We were given this problem recently as part of an Operations Research assignment. Given a number of students; distance between schools in a neighbourhood, and an objective to maintain a certain level of racial balance, work out the optimal distances to be travelled by the students. Seems a decent problem only that it starts on a completely wrong note.

I had often wondered about the idea-divide between me and government officials in course of my policy research in Delhi, ostensibly when both of us want to do good. In reflection, the government (atleast the honest bureaucrat) tries to achieve welfare by the rules of optimisation. Given x money and y people, how do I fulfill z demands? If it employs rules it is only to achieve further fair division of the pie.

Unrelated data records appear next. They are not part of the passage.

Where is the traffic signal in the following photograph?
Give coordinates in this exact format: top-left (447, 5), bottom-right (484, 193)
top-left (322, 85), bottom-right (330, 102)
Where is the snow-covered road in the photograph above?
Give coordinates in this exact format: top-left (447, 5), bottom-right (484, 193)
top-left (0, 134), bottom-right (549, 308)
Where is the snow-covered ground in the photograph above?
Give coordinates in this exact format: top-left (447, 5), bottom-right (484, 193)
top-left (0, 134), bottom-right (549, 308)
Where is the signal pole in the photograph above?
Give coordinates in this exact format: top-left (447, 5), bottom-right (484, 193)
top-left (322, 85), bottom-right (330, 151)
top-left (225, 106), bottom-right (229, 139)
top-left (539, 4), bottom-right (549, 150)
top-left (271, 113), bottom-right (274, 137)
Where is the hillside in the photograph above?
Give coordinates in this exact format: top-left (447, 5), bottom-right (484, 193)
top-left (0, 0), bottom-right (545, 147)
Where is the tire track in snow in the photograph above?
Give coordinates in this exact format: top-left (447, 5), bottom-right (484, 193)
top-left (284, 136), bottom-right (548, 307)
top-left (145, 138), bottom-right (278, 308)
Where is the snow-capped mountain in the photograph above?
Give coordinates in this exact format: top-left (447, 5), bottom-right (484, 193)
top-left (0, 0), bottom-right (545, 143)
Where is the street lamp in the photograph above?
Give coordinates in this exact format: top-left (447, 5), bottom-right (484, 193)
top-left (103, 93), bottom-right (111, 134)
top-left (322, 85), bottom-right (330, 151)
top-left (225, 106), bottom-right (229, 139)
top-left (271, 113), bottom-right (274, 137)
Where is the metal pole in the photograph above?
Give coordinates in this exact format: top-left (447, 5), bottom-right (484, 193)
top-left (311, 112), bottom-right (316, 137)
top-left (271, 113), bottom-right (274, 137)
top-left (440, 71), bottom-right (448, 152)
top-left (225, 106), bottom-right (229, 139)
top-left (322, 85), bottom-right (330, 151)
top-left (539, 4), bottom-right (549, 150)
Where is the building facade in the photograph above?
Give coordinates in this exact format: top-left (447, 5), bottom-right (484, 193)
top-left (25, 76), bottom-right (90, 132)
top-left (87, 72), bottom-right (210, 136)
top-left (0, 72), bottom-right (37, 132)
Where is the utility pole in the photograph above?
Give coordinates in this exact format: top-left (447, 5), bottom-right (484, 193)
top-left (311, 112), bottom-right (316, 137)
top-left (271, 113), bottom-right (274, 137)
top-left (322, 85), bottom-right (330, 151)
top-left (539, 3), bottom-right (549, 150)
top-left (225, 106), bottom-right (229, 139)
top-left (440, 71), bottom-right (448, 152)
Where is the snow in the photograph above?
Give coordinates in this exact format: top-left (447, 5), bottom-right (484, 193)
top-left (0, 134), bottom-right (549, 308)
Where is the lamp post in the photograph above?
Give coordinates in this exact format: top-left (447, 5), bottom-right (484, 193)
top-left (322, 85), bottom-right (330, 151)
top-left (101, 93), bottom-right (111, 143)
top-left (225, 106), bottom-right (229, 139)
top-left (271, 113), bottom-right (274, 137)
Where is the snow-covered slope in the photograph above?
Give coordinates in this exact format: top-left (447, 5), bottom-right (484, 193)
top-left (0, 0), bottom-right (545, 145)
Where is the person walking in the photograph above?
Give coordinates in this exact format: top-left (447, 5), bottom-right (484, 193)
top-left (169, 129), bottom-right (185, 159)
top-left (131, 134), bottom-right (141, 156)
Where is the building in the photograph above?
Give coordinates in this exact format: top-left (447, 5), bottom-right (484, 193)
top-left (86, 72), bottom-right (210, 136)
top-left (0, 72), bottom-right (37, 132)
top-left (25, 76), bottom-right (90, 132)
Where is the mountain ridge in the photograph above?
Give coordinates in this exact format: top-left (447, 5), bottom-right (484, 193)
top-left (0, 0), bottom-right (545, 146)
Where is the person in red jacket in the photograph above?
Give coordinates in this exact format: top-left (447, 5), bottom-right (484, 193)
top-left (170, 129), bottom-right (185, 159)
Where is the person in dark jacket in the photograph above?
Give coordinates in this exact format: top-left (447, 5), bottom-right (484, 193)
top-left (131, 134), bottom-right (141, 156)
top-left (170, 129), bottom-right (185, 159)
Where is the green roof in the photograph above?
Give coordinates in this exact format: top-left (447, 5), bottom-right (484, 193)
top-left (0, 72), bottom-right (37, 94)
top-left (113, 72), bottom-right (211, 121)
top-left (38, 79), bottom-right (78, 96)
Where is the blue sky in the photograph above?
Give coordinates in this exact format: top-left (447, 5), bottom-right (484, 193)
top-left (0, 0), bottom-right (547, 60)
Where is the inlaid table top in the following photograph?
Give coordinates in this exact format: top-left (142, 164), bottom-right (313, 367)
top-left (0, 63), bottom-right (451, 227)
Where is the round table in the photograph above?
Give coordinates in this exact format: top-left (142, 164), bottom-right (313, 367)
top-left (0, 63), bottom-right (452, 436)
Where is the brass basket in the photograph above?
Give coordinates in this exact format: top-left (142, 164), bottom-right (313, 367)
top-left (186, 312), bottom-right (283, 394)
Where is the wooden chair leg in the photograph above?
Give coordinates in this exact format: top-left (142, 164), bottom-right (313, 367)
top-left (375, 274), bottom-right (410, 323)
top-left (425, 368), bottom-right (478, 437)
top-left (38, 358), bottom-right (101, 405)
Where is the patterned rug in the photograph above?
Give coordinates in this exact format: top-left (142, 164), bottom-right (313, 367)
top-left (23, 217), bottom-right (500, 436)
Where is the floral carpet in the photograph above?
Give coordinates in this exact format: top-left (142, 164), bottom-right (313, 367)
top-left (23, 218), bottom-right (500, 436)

So when we had landline telephones being provided, the government thought of optimising the pie according to various factors: urban-rural; rich-poor; i knowu-idon'tknowu and the ilk. And then wireless came...an unforeseen market process, and the results are for everybody to see. I remember waiting for the virgin ring of the landline phone in my home on the 21st November 1992. Now none of us remember when we bought our cellphones last!

And you see the same optimisation game being tried out in the Right to Education Bill. This time the factors are: how to have a system of neighbourhood schools; the right salary for teachers; how to screen "bad" schools (licence permits); does food matter for students or does transport matter; does quality of teaching matter or is it schooling articles like blackboards; should I teach English or the mother language; is the curriculum overburdening and many more.

Governments ignore a powerful resource at their behest for increasing the size of the pie which is regulations. Instead, they concentrate on the actual production of goods because they see only the visible resources like money and people. So that makes them notch up a bill of 6 percent GDP for schooling India. If they could use rules which are usually not part of an optimisation process, they will find that they can generate so much more pie. Today there are rules galore that suppress the explosion of schooling. Number of schools in Delhi are decided 5 years in advance and you need a very expensive permit to open a school. There are minimum requirements for teacher salaries. You cannot make profit from a school and cannot plough funds from one school branch to another. Private boards cannot offer exams in India, ICSE is the only one which survived because of its minority status (am willing to be corrected if I am wrong on this). So if you are not part of a state or a national curriculum you cannot have your school affiliated, and hence cannot offer a valid Transfer Certificate.

And yet, you have a situation where for every increase of 100 children enrolled in urban India, 61 of them have been by private schools. In case of rural India, it is about 18.5. And these data are for the period 1986-1993, so the trend is arguably much higher now. Read the paper by Geeta Gandhi Kingdon here for a detailed analysis. Better, ask a government teacher where his/her children are studying!

The point is clear. The market process of private schoooling is rapidly gaining ground. However, the government, as usual, is blind to it and is still trying to optimise government resources and not incentivise private resources. Sooner or later this is what will happen. We will have private schooling for the rich only (if the government makes rules like 25% seat reservation for the poor and many other inhibiting rules) or private schools for all if the government deregulates the market for private schooling.

The government can do a decent job of rating these schools, ideas for which are provided here. Pratap Bhanu Mehta gives a good analysis of the Right to Education bill here but I guess he pulls punches to criticise it because he is trying too hard to think through all the various factors associated with schooling. Optimisation at the individual or organisation level doesn't work at the societal level. Ask Hayek!